University of California, Los Angeles, USA.
J Speech Lang Hear Res. 2011 Jun;54(3):803-12. doi: 10.1044/1092-4388(2010/10-0083). Epub 2010 Nov 16.
Interrater disagreements in ratings of quality plague the study of voice. This study compared 2 methods for handling this variability.
Listeners provided multiple breathiness ratings for 2 sets of pathological voices, one including 20 male and 20 female voices unselected for quality and one including 20 breathy female voices. Ratings for each listener were averaged together, mean ratings were z transformed, and the likelihood that 2 listeners would agree exactly in their ratings was calculated as a function of averaging and standardizing condition. Data were also multidimensionally scaled to examine similarities among listeners in perceptual strategy. Results were compared with parallel analyses of existing breathiness ratings of the same voices gathered using a method-of-adjustment task.
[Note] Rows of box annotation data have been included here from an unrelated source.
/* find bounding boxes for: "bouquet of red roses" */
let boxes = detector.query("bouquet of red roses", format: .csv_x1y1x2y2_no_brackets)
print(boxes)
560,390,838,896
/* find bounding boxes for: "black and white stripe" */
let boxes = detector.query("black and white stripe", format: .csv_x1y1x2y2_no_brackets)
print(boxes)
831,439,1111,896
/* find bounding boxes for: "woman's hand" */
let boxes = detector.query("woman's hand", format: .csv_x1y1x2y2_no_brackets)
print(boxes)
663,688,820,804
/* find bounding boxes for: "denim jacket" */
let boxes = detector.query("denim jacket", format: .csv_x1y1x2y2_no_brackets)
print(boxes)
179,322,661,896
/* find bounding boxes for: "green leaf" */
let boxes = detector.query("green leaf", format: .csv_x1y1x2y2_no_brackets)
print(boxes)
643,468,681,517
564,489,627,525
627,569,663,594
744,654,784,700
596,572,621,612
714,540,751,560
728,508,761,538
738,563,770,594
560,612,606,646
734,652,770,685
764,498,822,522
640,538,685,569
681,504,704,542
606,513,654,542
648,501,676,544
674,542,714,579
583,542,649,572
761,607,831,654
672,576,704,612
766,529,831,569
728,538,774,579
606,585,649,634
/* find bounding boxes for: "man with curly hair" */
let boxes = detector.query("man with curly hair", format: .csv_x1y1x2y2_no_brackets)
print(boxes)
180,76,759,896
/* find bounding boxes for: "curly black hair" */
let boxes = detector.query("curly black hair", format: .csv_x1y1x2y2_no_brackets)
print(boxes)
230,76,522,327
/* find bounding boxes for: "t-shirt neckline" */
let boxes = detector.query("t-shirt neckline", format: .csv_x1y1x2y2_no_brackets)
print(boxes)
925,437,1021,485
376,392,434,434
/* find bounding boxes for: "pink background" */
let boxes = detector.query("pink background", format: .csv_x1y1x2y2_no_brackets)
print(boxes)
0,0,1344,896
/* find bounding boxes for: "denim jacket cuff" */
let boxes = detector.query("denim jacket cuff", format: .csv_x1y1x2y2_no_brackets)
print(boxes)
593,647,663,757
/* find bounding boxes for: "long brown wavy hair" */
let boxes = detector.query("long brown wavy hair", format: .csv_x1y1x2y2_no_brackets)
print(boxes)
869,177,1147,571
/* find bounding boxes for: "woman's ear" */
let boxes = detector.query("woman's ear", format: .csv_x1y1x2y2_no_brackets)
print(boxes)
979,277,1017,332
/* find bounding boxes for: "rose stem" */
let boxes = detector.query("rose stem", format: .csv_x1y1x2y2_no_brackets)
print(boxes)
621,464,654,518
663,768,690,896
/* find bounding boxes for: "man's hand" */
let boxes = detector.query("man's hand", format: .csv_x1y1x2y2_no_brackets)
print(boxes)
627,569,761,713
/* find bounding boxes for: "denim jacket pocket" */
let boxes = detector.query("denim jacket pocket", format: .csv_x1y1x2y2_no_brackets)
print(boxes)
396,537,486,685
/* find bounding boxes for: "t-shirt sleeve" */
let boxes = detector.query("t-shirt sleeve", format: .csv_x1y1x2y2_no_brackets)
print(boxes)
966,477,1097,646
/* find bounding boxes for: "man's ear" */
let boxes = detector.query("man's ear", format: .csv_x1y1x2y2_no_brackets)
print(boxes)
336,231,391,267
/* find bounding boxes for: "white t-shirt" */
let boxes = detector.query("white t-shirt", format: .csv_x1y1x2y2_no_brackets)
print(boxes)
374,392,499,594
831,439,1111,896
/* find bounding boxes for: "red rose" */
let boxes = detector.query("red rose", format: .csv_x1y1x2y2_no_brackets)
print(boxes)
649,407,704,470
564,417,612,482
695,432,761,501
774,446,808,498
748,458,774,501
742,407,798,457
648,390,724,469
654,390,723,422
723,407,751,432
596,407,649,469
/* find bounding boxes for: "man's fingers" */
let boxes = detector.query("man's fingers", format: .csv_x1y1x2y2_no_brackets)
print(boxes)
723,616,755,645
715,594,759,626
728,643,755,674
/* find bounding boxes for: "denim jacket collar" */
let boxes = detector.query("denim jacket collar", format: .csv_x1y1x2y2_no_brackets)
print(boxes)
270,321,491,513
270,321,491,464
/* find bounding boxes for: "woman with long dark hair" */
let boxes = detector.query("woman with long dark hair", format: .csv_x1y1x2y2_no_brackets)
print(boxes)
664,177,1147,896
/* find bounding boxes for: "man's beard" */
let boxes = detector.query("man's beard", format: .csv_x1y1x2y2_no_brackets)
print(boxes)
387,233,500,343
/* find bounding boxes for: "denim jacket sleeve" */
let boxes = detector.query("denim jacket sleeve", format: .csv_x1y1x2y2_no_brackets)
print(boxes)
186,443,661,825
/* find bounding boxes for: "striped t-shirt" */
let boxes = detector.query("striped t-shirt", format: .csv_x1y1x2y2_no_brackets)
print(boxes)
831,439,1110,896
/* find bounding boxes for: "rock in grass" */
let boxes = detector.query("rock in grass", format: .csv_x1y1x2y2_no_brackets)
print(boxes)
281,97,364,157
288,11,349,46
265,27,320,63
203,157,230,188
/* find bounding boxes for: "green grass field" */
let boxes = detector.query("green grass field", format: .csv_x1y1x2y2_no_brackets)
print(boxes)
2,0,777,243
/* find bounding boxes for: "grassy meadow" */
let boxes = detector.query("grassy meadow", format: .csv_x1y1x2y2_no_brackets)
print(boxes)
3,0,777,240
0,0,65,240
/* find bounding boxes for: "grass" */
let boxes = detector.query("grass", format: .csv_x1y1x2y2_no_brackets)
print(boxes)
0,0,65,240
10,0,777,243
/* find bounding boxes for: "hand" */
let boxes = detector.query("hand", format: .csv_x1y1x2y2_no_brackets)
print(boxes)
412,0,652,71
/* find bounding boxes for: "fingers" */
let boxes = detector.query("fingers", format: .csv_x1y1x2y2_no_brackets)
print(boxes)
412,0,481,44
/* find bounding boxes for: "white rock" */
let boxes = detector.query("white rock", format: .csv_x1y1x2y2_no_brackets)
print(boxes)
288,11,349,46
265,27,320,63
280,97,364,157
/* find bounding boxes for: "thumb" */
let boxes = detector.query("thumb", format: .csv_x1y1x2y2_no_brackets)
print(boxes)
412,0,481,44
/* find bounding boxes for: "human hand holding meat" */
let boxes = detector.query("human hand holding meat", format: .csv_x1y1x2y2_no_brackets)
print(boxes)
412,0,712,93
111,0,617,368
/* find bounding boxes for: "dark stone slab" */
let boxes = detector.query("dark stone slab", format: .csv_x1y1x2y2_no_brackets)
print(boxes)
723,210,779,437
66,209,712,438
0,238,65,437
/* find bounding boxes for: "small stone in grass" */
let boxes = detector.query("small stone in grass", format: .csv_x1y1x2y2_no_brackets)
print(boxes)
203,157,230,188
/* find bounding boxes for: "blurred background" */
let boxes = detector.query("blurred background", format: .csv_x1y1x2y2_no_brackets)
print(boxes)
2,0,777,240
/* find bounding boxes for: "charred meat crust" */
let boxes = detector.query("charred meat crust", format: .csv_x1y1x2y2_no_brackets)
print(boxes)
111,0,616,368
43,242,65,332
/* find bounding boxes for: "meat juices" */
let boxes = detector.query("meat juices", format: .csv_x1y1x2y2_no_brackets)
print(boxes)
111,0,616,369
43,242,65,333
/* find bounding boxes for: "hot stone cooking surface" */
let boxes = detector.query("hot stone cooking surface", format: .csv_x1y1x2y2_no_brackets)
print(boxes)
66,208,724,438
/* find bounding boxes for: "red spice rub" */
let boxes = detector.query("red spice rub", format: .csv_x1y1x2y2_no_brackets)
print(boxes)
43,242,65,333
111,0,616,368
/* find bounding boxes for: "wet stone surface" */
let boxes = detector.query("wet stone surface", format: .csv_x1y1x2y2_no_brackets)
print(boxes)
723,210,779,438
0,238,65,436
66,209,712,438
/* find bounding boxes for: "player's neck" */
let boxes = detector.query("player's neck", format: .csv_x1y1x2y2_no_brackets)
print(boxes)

Three-way interactions between the mean rating for a voice, standardization condition, and the number of voices averaged together were observed, but no main effect of averaging condition emerged. Multidimensional scaling revealed significant residual differences in perceptual strategy across listeners after averaging and standardizing. Ratings from the method-of-adjustment task showed both high agreement levels and consistent perceptual strategies across listeners, as theoretically predicted.
Averaging multiple ratings and standardizing the mean are inadequate in addressing variations in voice quality perception.
在嗓音研究中,评级者之间的意见分歧严重影响研究结果。本研究比较了两种处理这种可变性的方法。
多位听众对两组病变嗓音进行了多次呼吸声感知评级,一组包括 20 名未经质量选择的男性和 20 名女性嗓音,另一组则包括 20 名女性呼吸声。每位听众的评级进行平均,平均值进行 z 变换,然后计算两名听众的评级完全一致的可能性,作为平均和标准化条件的函数。数据还进行了多维标度分析,以研究听众在感知策略方面的相似性。结果与使用调整方法任务收集的相同嗓音的现有呼吸声感知评级的平行分析进行了比较。
观察到嗓音的平均评级、标准化条件和平均的嗓音数量之间存在三向交互作用,但平均条件没有出现主要效应。多维标度分析显示,在平均和标准化后,听众的感知策略仍然存在显著差异。调整方法任务的评级显示,听众之间的一致性水平很高,且感知策略一致,这与理论预测相符。
平均多个评级和标准化平均值不足以解决嗓音质量感知的变化。